At least it’s not just me.
I anticipate getting a report with the “results” in a few weeks. I am not sure how I feel about any of it because I am not likely to get any sort of answer that is going to fix anything. At best, I think I will find peace in knowing what I can and cannot change about myself. I cannot keep trying to change myself if I am just not a certain way. I can’t keep the bar high, when it’s really not something obtainable.
I want peace and I want happiness. I want to remove from my life what does not work for me.

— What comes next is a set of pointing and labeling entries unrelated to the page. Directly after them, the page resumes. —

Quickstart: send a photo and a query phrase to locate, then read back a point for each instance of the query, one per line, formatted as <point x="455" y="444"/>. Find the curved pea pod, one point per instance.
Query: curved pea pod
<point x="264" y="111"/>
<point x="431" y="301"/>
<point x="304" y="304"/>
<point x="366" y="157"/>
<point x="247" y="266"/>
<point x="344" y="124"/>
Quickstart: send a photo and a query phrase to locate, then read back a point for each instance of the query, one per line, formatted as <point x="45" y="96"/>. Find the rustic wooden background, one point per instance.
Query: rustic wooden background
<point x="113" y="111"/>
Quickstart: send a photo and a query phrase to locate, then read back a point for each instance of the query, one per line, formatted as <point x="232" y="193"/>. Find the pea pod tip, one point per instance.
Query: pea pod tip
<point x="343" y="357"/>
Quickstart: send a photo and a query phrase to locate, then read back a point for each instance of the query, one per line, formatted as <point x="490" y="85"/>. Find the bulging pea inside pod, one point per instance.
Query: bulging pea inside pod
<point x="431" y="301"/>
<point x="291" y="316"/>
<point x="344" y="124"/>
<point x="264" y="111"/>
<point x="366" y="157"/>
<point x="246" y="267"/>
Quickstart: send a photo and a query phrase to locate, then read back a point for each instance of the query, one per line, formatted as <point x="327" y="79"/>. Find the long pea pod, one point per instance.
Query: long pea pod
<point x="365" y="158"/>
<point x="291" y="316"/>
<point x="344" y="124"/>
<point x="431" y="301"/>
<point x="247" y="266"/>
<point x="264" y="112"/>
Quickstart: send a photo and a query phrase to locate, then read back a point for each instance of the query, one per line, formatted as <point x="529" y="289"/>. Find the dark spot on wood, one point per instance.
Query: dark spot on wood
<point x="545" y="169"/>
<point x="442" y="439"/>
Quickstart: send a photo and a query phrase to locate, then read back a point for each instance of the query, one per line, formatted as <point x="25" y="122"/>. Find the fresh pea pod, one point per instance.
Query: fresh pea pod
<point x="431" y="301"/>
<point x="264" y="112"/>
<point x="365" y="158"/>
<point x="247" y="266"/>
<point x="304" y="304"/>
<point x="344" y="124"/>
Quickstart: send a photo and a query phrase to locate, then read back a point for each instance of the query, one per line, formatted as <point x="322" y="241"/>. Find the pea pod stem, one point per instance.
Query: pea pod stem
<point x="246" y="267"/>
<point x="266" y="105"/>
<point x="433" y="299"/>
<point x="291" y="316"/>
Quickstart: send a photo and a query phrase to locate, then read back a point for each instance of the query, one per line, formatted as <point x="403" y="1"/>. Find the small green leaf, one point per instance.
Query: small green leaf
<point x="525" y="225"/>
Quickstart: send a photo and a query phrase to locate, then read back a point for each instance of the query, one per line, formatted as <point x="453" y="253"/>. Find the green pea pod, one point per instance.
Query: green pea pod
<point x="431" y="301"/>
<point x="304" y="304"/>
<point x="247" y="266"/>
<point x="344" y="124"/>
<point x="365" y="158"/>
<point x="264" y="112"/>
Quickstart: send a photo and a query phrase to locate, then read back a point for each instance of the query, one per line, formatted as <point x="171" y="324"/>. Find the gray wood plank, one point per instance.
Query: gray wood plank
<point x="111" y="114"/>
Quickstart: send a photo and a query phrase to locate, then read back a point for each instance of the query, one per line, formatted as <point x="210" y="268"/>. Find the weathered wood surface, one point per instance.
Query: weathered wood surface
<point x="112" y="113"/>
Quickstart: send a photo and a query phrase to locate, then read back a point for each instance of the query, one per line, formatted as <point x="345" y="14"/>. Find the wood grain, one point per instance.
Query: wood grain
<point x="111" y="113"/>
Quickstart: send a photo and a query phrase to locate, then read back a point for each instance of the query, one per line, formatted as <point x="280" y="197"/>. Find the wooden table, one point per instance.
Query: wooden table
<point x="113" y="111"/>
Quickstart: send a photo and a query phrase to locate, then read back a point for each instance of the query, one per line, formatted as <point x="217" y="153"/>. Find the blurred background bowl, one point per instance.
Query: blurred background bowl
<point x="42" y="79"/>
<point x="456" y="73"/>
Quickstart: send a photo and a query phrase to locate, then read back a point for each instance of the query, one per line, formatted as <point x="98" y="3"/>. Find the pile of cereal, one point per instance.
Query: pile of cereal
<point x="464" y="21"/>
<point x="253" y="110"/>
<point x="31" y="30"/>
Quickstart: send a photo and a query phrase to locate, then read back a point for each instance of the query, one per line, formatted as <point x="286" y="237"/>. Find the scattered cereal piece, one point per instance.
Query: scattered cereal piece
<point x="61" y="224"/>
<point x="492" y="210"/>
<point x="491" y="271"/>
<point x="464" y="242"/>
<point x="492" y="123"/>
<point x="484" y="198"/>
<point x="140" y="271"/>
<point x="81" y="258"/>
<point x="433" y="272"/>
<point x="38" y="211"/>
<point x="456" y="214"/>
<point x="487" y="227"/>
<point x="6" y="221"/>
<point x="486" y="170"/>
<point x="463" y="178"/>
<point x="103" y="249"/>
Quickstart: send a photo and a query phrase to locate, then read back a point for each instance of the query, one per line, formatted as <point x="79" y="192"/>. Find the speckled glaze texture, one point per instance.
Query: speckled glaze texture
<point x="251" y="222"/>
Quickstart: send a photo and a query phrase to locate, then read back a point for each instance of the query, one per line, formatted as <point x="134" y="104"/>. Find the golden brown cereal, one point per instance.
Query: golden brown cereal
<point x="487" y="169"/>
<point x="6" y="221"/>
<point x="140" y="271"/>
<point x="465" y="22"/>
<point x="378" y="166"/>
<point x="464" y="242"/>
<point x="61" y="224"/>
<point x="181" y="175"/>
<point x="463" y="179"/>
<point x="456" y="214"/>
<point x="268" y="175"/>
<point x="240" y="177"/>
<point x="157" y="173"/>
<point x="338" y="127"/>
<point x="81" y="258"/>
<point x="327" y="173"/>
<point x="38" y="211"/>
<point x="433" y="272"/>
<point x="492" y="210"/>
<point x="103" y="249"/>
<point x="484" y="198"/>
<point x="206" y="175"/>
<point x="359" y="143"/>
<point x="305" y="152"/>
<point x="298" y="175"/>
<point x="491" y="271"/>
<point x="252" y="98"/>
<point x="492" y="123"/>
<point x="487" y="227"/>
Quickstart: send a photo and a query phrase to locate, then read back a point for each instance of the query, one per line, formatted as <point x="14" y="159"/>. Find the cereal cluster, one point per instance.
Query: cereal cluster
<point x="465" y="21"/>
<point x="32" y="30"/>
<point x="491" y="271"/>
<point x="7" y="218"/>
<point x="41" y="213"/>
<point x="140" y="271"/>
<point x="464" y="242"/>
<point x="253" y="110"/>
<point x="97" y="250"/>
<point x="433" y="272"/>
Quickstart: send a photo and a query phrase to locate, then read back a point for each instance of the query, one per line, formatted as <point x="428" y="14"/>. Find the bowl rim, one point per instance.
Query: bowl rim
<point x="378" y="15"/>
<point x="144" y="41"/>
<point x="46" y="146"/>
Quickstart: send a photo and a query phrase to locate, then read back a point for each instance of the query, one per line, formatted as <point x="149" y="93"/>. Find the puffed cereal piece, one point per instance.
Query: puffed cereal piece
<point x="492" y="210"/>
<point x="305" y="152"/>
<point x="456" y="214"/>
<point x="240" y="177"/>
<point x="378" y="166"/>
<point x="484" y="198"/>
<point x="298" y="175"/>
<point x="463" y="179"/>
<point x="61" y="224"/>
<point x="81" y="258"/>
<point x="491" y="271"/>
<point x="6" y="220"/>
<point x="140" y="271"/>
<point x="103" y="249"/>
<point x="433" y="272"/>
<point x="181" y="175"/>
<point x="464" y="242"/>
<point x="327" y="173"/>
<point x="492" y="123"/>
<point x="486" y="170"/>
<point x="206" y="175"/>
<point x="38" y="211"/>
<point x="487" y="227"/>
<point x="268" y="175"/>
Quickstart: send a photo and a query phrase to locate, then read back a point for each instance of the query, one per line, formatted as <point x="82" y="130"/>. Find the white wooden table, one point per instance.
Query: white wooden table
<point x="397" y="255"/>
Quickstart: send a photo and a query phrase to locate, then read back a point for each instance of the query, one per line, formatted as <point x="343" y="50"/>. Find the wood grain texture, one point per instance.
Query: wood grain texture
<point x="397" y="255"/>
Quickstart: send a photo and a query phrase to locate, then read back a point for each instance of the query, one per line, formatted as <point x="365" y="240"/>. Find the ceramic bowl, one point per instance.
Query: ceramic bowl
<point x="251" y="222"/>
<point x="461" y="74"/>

While I wait for a potential answer – I am working on cleaning up shop and letting go of what causes me stress. As with most things, when the pendulum swings, it over corrects. I may be looking for a release but at times I fear it’s more like abandonment. If you have a problem, it’s not mine, that’s yours. I feel for you, I do, but I got to sit this out. It’s for the best.
Instead I am lovingly focusing on my own biggest problem: me.
The work ahead of me of course runs parallel to the book I’m reading: How to Love a Forest by Ethan Tapper. The author speaks to his experience as a forester, and how he worked to bring a sick and seemingly hopeless forest back to a functional state. Restoring the native habitat and reviving a thriving ecosystems. Humans, he illustrates, are a keystone species. We have direct control over the land and ultimately it outcomes. It takes hard work, but it’s not impossible. It is also our responsibility.
So I am taking on the task of clearing out the forest in my mind. Not all thoughts belong there, even if on principle they are supposed to be good. Maybe, they are just not good for me. I will clear the mess to let the sunlight in, and re-wild my mind, and set myself free.
—
This piece was originally written in 2025 and I was not sure if it was done so I held on to it; but I left time to pass. The ice has melted quite a bit since then and the lava has cooled – the soil is fertile.